時に小満、あらゆる生命が天地に満ち始めるころ。
うら若きサラブレッド3歳牝馬の頂点を極める、オークスが行われる。
2022年の今年、1番人気は2歳女王・サークルオブライフとミルコ・デムーロ騎手。桜花賞は4着に敗れたが、距離が伸びてこそ真価を見せるか。
それに続くは、忘れな草賞を勝って臨む、アートハウス。デビューから2000mのレースを使われ、完全にこのオークス一本に絞ったローテーション。
母・パールコードの主戦だったが、「重賞を勝たせられなかった」と語る川田将雅騎手は、桜花賞馬からこのアートハウスに乗り替わり。実績よりも、自らの義と信を重んじた選択の結果は如何に。
その桜花賞馬・スターズオンアースには、クリストフ・ルメール騎手が騎乗。桜花賞は川田騎手がテン乗りで制したが、ルメール騎手もテン乗りとなった。3番人気、桜の女王は反発するか。
素質馬・ナミュールや、ルージュエヴァイユ、ウォーターナビレラなど、幾多の狭き門をくぐり抜け、栄光のゲートにたどり着きしは18頭。
しかし発走直前、輪乗りの際にサウンドビバーチェが他馬に蹴られて放馬。
それにより、15分間の発送遅延が発生。
極限まで仕上げられ、研ぎ澄まされた、繊細な3歳牝馬にとって、あまりにも長い待ち時間となった。
サウンドビバーチェは、競争除外。
ここまでの関係者の尽力を考えると、どこまでもやりきれない想いが募る。
それでも、17頭によってゲートは開く。
サークルオブライフが、両サイドから挟まれる不利で、最後方まで後退。
さらに、ウォーターナビレラも出遅れる。
先手を取ったのは17番枠から押してニシノラブウインク、さらにトライアル・GⅡフローラステークスを逃げたパーソナルハイが2番手。
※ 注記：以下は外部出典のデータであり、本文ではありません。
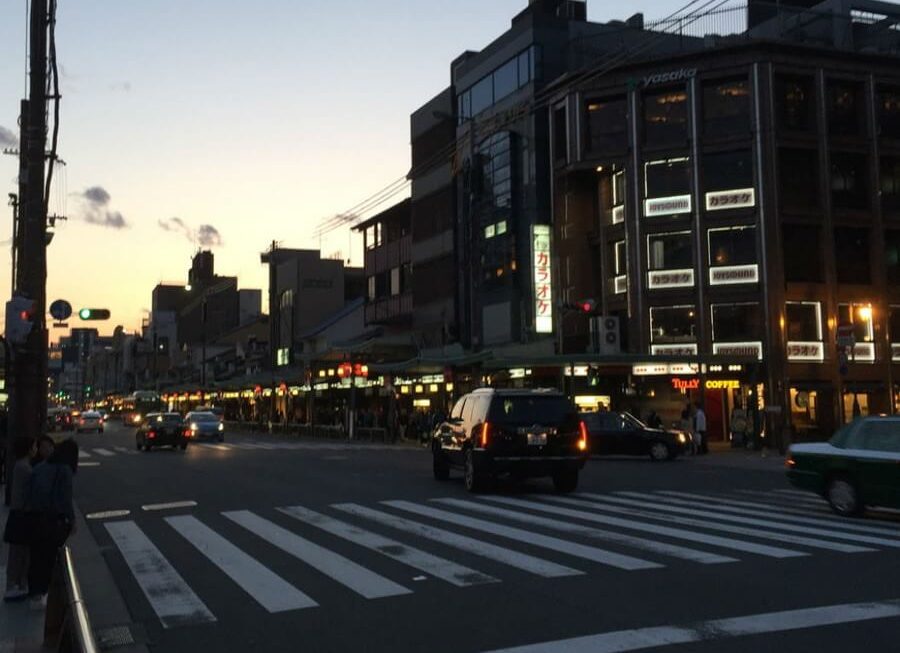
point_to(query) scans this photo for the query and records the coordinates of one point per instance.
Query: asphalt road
(276, 544)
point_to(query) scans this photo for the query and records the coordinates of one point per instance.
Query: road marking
(677, 533)
(499, 554)
(594, 554)
(662, 548)
(169, 506)
(438, 567)
(830, 522)
(359, 579)
(730, 528)
(750, 521)
(269, 590)
(623, 641)
(170, 597)
(107, 514)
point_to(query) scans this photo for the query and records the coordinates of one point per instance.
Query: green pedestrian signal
(94, 314)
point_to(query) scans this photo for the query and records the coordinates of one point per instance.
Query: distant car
(89, 420)
(518, 432)
(623, 434)
(162, 430)
(858, 467)
(203, 424)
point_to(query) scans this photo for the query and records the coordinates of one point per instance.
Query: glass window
(795, 103)
(802, 253)
(804, 321)
(849, 180)
(665, 117)
(727, 170)
(889, 111)
(798, 179)
(853, 257)
(607, 124)
(672, 324)
(506, 79)
(669, 251)
(667, 177)
(732, 246)
(726, 108)
(846, 108)
(737, 322)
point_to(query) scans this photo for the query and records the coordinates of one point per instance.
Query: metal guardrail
(67, 627)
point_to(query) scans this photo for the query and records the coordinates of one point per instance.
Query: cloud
(205, 235)
(8, 138)
(95, 209)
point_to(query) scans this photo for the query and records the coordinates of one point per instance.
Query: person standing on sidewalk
(700, 429)
(15, 532)
(50, 501)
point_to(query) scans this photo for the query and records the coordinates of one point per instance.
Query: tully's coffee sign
(680, 75)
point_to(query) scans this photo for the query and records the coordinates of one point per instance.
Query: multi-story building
(739, 201)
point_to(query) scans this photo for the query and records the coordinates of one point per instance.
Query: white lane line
(839, 522)
(169, 506)
(624, 641)
(750, 521)
(661, 548)
(756, 533)
(269, 590)
(830, 522)
(522, 561)
(675, 533)
(346, 572)
(438, 567)
(594, 554)
(173, 601)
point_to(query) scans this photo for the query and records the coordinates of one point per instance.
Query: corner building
(737, 203)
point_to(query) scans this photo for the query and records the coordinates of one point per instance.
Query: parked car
(858, 467)
(162, 430)
(203, 424)
(89, 420)
(524, 433)
(623, 434)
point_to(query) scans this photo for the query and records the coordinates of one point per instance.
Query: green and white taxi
(858, 467)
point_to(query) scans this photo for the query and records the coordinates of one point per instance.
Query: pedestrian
(700, 429)
(15, 533)
(50, 505)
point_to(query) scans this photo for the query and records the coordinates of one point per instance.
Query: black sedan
(623, 434)
(162, 430)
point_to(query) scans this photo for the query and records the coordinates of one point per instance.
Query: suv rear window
(525, 410)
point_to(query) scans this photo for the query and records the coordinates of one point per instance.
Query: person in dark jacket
(50, 494)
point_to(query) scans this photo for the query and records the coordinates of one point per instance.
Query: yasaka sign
(543, 278)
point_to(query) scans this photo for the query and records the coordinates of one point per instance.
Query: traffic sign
(60, 310)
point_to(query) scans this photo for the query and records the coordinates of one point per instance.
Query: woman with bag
(15, 534)
(51, 513)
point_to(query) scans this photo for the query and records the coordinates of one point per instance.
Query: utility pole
(31, 361)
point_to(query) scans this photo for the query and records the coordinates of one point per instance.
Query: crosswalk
(284, 558)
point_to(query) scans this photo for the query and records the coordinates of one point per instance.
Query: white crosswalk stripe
(478, 547)
(602, 556)
(269, 590)
(430, 564)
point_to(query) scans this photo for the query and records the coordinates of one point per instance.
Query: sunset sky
(250, 121)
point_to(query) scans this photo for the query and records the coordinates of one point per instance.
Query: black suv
(519, 432)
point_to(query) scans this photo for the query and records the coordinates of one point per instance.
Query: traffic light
(19, 319)
(94, 314)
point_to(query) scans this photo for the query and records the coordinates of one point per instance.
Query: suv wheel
(843, 497)
(566, 481)
(659, 451)
(474, 481)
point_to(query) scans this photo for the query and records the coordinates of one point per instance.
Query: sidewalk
(21, 627)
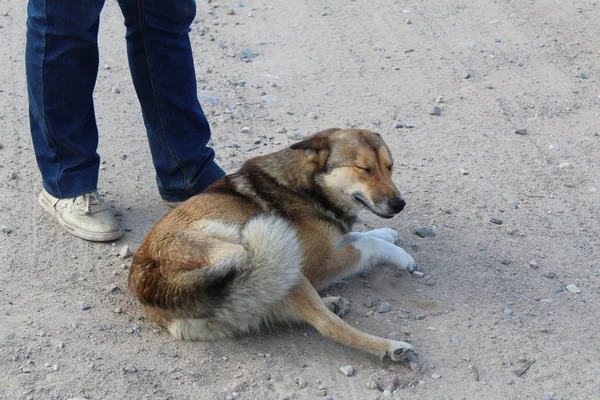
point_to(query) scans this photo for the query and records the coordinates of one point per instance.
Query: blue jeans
(62, 64)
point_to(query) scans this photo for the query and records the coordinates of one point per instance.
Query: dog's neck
(288, 174)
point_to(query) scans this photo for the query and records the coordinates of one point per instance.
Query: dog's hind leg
(308, 306)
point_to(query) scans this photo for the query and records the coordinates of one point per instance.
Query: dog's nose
(396, 204)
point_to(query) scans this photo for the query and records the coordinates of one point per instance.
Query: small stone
(130, 369)
(435, 111)
(384, 307)
(302, 383)
(573, 289)
(372, 301)
(113, 288)
(496, 220)
(417, 274)
(424, 231)
(347, 370)
(125, 252)
(387, 381)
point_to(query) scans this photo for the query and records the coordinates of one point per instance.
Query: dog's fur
(254, 247)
その2頭が後続を離し、3番手に川田騎手のアートハウス。
大外18番枠から出たスターズオンアースは、ちょうど中団の外目あたりをキープ。
向こう正面に入り、徐々に前2頭と後続の差が詰まっていく。
ほぼ一団となったまま、直線を向く。
入場制限も徐々に緩和され、3万人超が見守る直線の攻防。
外から素晴らしい伸び脚を見せたのが、スターズオンアース。
内から伸びるスタニングローズを退け、栄光のゴール板を駆け抜けた。
不屈の桜花賞馬、スターズオンアース。
意地の二冠達成。
厳しい大外枠からの発走ながら、道中はアートハウスを見るような形で折り合い、馬場の良い外目から差し切った。
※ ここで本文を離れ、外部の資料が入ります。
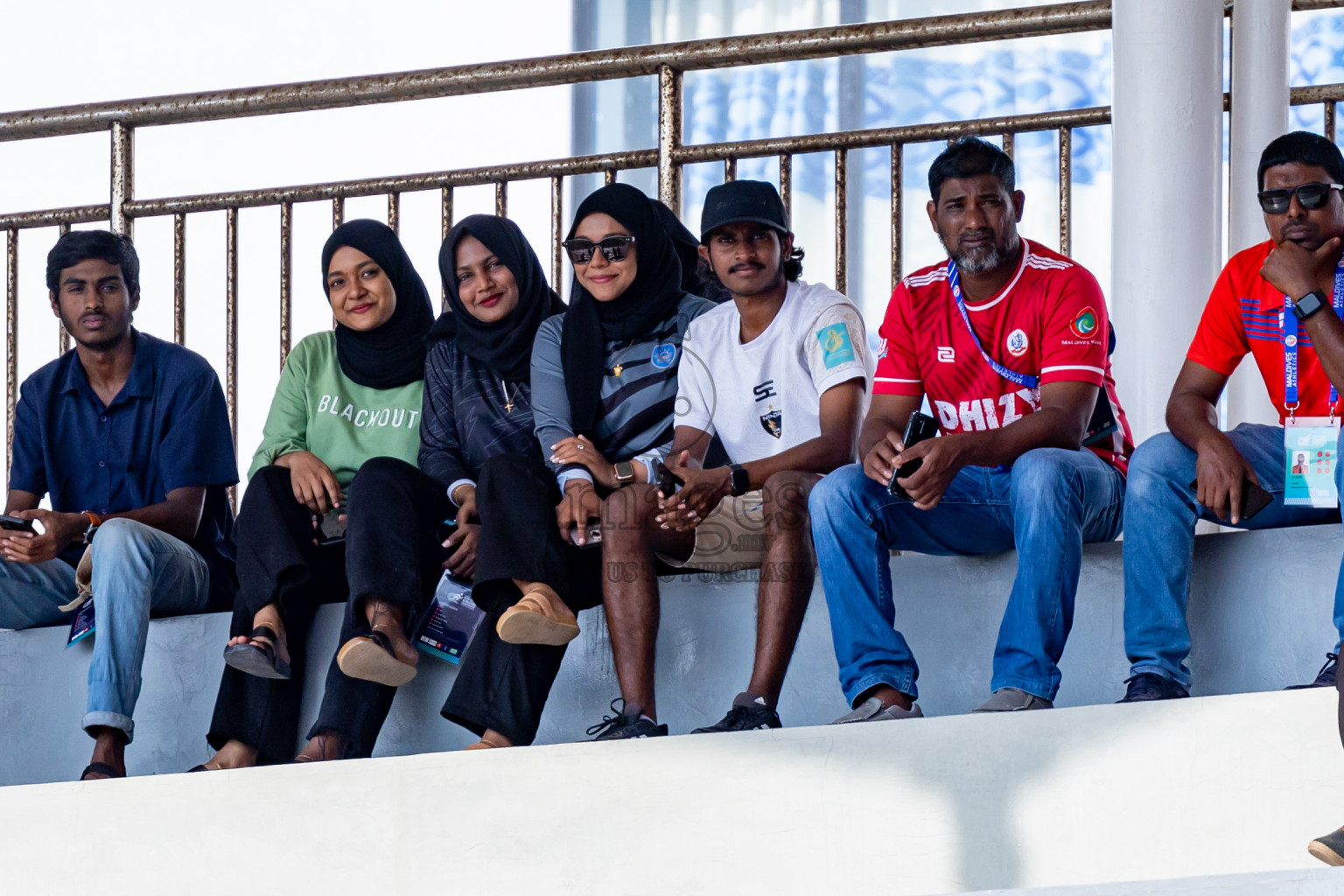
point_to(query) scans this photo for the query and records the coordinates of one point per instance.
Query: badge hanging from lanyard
(1311, 444)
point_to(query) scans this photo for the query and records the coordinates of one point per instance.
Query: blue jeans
(136, 570)
(1045, 507)
(1160, 540)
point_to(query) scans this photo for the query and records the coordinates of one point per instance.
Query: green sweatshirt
(318, 409)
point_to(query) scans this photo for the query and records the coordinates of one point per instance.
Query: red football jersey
(1245, 313)
(1047, 321)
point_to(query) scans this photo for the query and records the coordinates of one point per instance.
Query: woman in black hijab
(346, 410)
(604, 388)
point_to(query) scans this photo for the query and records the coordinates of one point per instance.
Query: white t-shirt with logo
(764, 396)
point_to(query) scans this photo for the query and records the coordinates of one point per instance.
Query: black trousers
(280, 564)
(504, 685)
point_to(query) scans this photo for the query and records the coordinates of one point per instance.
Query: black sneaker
(749, 712)
(1150, 685)
(626, 723)
(1326, 677)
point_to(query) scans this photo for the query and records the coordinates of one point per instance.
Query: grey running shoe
(872, 710)
(1329, 848)
(1012, 700)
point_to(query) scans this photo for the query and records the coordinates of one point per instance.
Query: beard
(984, 258)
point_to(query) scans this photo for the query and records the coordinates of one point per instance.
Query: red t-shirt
(1047, 321)
(1245, 315)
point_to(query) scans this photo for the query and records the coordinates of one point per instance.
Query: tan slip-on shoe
(539, 617)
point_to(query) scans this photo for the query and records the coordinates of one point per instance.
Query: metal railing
(667, 60)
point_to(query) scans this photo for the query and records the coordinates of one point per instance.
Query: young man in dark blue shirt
(130, 436)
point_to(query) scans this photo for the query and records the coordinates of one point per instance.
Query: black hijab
(506, 346)
(394, 354)
(651, 298)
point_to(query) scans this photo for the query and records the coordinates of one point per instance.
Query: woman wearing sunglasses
(604, 386)
(346, 409)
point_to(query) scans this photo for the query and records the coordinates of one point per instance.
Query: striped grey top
(634, 416)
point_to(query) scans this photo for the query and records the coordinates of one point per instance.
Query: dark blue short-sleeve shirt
(167, 429)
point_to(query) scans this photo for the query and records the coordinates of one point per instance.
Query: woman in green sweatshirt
(346, 398)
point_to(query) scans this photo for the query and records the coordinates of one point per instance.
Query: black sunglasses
(1276, 202)
(614, 248)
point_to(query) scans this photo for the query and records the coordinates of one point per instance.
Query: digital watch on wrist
(738, 480)
(1308, 305)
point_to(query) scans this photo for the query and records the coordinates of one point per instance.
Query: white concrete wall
(1070, 797)
(1260, 612)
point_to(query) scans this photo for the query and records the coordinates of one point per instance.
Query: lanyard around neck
(1012, 376)
(1289, 338)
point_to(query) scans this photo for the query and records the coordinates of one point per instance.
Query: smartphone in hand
(918, 429)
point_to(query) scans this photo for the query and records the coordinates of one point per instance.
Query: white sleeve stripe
(1073, 367)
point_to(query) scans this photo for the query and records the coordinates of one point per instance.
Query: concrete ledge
(1065, 798)
(1260, 612)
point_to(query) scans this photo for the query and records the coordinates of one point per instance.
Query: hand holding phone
(918, 429)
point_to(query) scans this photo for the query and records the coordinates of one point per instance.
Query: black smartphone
(918, 429)
(1254, 499)
(664, 479)
(15, 524)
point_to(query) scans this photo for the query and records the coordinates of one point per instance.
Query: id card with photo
(1311, 452)
(451, 621)
(82, 625)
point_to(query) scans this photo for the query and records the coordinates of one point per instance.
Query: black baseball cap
(739, 200)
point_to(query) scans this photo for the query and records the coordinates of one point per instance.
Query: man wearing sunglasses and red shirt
(1273, 301)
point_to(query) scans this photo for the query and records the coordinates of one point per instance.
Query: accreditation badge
(1311, 452)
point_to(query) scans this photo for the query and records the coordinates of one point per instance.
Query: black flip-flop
(101, 768)
(256, 659)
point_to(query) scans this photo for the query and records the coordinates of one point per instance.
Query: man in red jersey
(1271, 301)
(1008, 340)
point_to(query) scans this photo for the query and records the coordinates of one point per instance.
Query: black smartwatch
(738, 479)
(1309, 304)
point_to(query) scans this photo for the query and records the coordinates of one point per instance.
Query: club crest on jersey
(663, 356)
(772, 424)
(1085, 326)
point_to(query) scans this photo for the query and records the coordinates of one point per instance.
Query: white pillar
(1167, 222)
(1260, 115)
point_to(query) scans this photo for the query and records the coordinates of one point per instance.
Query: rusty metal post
(1066, 187)
(669, 137)
(556, 230)
(60, 326)
(897, 196)
(179, 278)
(286, 262)
(231, 332)
(11, 343)
(445, 218)
(122, 176)
(842, 220)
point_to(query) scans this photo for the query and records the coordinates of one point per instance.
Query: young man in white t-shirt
(780, 375)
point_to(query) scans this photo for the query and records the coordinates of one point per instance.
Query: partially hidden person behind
(479, 446)
(780, 375)
(130, 437)
(605, 379)
(324, 488)
(1278, 301)
(1010, 343)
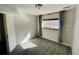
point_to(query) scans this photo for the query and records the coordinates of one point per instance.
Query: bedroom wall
(48, 33)
(25, 25)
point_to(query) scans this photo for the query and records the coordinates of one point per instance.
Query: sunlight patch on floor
(27, 45)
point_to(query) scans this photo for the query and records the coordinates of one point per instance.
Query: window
(52, 24)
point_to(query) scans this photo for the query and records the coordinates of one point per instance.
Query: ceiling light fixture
(38, 6)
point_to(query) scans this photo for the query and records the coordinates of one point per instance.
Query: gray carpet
(43, 47)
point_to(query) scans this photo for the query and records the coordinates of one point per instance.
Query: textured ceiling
(31, 9)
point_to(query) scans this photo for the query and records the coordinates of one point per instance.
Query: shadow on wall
(26, 44)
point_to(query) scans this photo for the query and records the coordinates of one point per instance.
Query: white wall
(68, 27)
(48, 33)
(19, 26)
(75, 46)
(25, 24)
(11, 31)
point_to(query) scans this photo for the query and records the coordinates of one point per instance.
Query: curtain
(61, 14)
(40, 25)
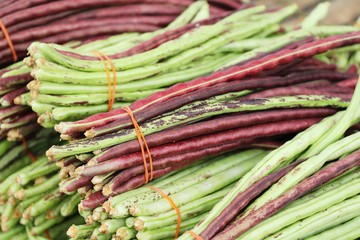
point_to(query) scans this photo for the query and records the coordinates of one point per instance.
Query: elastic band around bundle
(27, 150)
(111, 86)
(142, 141)
(197, 237)
(8, 40)
(173, 205)
(47, 234)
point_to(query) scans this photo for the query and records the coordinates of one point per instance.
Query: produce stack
(186, 49)
(215, 124)
(80, 25)
(31, 204)
(194, 190)
(317, 199)
(281, 88)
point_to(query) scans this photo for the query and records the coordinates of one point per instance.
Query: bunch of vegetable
(16, 118)
(331, 211)
(186, 99)
(115, 163)
(64, 90)
(146, 214)
(67, 20)
(31, 204)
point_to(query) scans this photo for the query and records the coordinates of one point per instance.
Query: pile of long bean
(67, 20)
(326, 154)
(61, 92)
(17, 119)
(146, 214)
(196, 100)
(31, 204)
(190, 121)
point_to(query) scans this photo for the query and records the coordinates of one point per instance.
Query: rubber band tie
(173, 205)
(27, 150)
(141, 139)
(8, 40)
(197, 237)
(111, 85)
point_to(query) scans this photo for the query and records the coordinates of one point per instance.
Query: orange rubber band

外目追走からの上がり3ハロン33秒7は、まさに力の証明。
発走前のアクシデントをものともしない、強靭な精神力をも示した。
今年に入って、国内重賞未勝利だったクリストフ・ルメール騎手にとっては、今年の重賞初勝利をGⅠの舞台で成し遂げた。
この大舞台をテン乗りで制するのは、恐れ入るばかり。
この春のGⅠでは2着が続いたりと、悔しいレースが多かったが、次週のダービーも含めて、クライマックスに向けていよいよエンジン全開か。
2022年、オークス。
発馬前のアクシデントを乗り越え、二冠を達成したスターズオンアース。
久々の美酒に酔ったルメール騎手のコメントにあった、「アーモンドアイ級」の賛辞。
秋が、楽しみだ。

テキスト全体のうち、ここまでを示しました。